Q2: Figures and tables remain dense; Figure 5 is visually overloaded, and Table 2 lacks fully consistent mathematical notation and clear indication of units.
A2: We understand that Fig. 5 appears imposing; however, we still think that splitting it (e.g. keeping the confusion matrices in a separate figure than the plots) will reduce understandability of our conclusions since they must be read at the same time. As for Table 2, all VIs are unitless since they are calculated as ratios of spectral reflectances which are unitless by definition. We added a short sentence about this in the caption of Table 2 and in the text of Section 2.3.2. Moreover, the mathematical notation adopted to describe the formulas is noted in the caption as well (single lambda means a reflectance value taken at a specific wavelength, while the new “overline” symbol means that multiple wavelengths were considered and averaged). If the reviewer has a specific mathematical notation in mind that he/she wish to see adopted in Table 2, we kindly ask to provide it or provide examples so we can better understand the request.

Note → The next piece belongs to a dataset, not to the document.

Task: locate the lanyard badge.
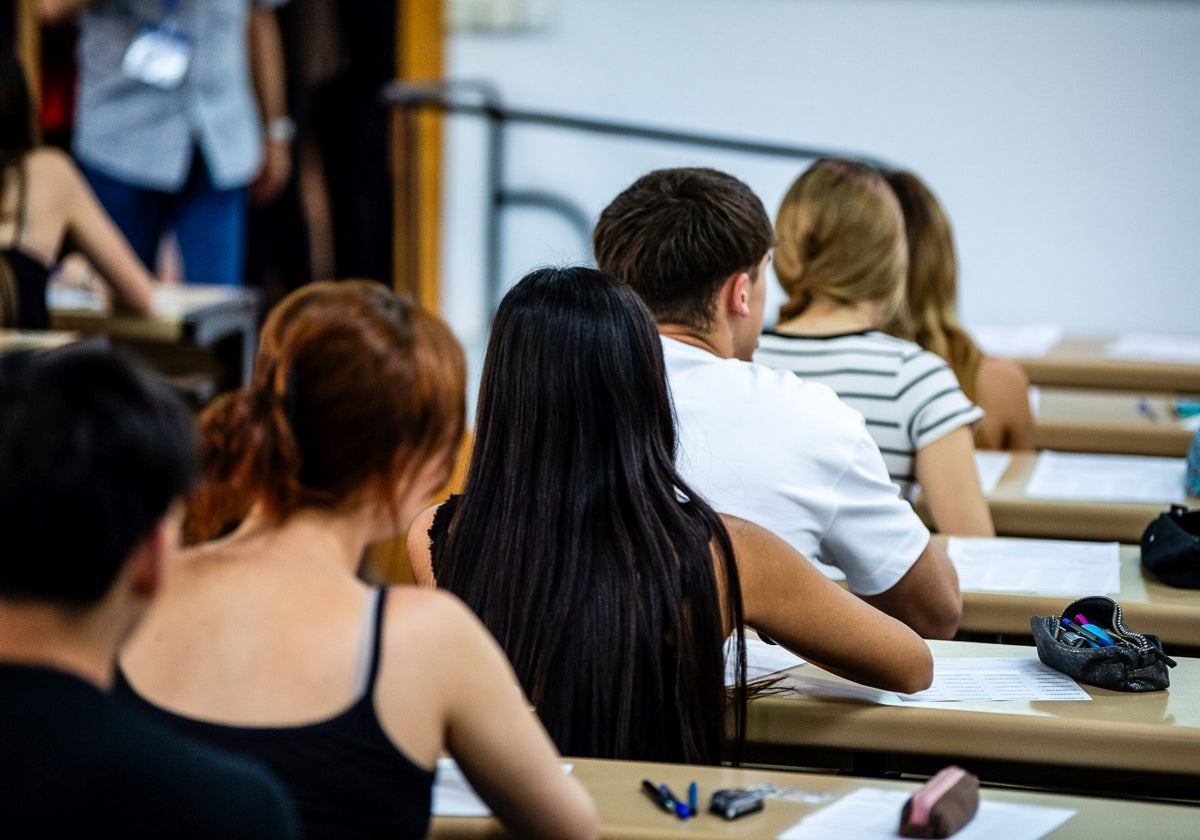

Q3: Citation style and abbreviation usage are more consistent, though minor issues persist.
A3: We wrote the article using LateX template of MDPI Sensors, and the bibliography was compiled using Bibtex. We checked the DOIs of all articles and corrected all the mistakes we found. Minor issues related to the citation style of the references will be addressed in post-production by the Editorial staff.
Q4: However, some key recommendations were only partially addressed: performance metrics beyond overall accuracy, such as precision, recall, and F1-score, were not included, and the conclusion could be more concise and forward-looking.
A4: Actually, performance metrics were already included as requested during the previous round of revisions in the new Table 4 (right before Fig. 5) and they were mentioned at the start of the Results section. Please take a look at page 17 of the latest revised article submitted.